Cómo surgen las buenas novelas?

Las buenas novelas no surgen: están ahí afuera esperando a ser contadas. Están en el mundo. Sólo hay que encontrarlas y también hay que saber mirar y escuchar. Surgen de las personas interesantes. Yo no sé hacer pura ficción, no me interesa tampoco. Con la cantidad de historias reales que merecen ser contadas, me interesa lo que está sucediendo y me interesa que el tema me arrolle, una historia que me la crea aunque escribir sobre hechos reales es difícil porque exige cierta investigación y apego a la realidad. Yo escribo historia novelada. Intento ser lo más cercano a los hechos. Es mi interpretación, por eso es novela, aunque se base en una historia.

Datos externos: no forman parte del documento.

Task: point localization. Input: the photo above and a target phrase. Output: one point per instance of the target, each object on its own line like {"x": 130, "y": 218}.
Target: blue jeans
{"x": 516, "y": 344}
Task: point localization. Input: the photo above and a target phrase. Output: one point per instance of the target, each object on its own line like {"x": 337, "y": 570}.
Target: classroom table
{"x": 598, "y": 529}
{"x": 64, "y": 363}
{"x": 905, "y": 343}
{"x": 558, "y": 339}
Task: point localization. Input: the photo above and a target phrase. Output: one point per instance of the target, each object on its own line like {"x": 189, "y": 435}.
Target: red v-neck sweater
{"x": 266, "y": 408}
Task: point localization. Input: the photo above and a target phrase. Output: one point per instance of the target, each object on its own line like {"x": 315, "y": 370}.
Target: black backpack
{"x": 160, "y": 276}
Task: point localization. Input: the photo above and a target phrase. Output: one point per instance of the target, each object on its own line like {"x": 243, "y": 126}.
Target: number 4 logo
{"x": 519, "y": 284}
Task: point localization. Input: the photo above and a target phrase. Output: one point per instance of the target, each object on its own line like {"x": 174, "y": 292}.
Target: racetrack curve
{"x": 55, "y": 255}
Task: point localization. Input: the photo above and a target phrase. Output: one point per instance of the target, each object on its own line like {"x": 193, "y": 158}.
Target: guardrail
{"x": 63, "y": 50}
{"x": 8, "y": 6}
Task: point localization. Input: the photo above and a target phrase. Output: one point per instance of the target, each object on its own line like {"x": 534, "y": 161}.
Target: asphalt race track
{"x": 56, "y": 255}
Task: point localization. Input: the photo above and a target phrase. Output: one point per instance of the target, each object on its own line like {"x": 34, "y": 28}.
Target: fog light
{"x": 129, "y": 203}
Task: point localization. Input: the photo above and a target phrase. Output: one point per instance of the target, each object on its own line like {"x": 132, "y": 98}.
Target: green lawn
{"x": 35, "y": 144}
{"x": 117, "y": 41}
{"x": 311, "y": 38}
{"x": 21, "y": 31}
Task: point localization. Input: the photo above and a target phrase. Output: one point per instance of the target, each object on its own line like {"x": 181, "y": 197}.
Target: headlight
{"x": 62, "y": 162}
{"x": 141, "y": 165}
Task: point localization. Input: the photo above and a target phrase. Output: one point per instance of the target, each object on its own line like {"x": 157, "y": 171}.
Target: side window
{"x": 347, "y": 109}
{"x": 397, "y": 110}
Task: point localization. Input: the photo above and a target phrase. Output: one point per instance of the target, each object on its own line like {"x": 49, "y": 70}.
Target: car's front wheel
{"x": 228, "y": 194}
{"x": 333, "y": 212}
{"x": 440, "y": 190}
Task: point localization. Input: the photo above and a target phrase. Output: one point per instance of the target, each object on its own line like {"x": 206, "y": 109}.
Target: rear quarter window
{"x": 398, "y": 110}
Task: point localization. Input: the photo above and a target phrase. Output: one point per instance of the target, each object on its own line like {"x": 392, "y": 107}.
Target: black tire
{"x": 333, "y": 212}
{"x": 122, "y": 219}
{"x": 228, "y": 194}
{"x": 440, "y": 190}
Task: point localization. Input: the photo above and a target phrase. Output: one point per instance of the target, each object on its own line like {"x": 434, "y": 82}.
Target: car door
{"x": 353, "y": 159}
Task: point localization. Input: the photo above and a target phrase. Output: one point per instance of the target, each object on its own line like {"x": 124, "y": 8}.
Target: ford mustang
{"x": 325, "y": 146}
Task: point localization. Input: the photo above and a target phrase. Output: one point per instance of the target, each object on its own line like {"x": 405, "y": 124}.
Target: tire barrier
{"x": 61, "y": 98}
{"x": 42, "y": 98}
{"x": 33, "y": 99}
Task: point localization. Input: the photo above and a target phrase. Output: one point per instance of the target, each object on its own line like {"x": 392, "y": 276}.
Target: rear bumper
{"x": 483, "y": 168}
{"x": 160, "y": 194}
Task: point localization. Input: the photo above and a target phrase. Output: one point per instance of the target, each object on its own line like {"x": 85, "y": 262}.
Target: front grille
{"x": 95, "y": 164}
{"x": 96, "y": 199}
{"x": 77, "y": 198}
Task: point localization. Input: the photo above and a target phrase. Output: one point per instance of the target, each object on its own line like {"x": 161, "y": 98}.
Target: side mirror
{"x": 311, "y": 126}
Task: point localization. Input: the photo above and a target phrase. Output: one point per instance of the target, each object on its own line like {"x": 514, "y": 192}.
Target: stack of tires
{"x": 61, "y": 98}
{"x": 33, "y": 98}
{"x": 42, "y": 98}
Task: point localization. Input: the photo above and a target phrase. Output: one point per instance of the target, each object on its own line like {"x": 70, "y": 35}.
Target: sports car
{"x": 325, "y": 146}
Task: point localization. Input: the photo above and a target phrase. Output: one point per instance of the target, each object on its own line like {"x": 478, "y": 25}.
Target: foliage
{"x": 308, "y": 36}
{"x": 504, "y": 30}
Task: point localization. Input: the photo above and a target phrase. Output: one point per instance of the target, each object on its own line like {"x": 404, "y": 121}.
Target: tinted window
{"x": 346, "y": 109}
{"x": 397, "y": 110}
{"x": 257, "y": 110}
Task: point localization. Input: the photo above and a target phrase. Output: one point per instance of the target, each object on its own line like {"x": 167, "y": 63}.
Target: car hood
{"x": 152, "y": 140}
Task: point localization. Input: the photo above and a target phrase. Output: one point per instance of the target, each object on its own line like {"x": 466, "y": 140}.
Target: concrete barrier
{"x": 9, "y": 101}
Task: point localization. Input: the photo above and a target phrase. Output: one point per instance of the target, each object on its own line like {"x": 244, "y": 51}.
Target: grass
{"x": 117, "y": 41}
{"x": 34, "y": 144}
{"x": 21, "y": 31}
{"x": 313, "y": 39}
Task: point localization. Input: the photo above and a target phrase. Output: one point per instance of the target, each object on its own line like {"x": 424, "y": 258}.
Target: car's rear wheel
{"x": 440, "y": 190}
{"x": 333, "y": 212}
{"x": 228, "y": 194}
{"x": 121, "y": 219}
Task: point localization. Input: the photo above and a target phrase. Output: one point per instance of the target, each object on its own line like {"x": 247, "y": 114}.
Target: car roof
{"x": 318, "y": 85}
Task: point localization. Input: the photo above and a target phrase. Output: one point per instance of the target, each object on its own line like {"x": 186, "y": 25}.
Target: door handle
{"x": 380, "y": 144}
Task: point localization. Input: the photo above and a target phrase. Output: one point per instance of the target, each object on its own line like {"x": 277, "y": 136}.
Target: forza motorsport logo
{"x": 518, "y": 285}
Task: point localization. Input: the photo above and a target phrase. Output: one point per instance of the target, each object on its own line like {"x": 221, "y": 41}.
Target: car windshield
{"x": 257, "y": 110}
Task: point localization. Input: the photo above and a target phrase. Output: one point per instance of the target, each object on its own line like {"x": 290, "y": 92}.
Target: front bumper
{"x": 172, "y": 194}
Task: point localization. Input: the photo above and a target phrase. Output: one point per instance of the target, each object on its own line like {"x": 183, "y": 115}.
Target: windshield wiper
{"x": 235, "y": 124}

Qué opinión te merecen las adaptaciones al cine de tus novelas?

Las adaptaciones al cine, depende. Una película buena te ayuda, pero una mala película puede hundir una buena novela. Al fin y al cabo, leer una novela cuesta entre 15 y 17 horas y ver una película alrededor de 2, es lógico que pierda mucha información.

Mucha suerte con tu nuevo libro, Javier.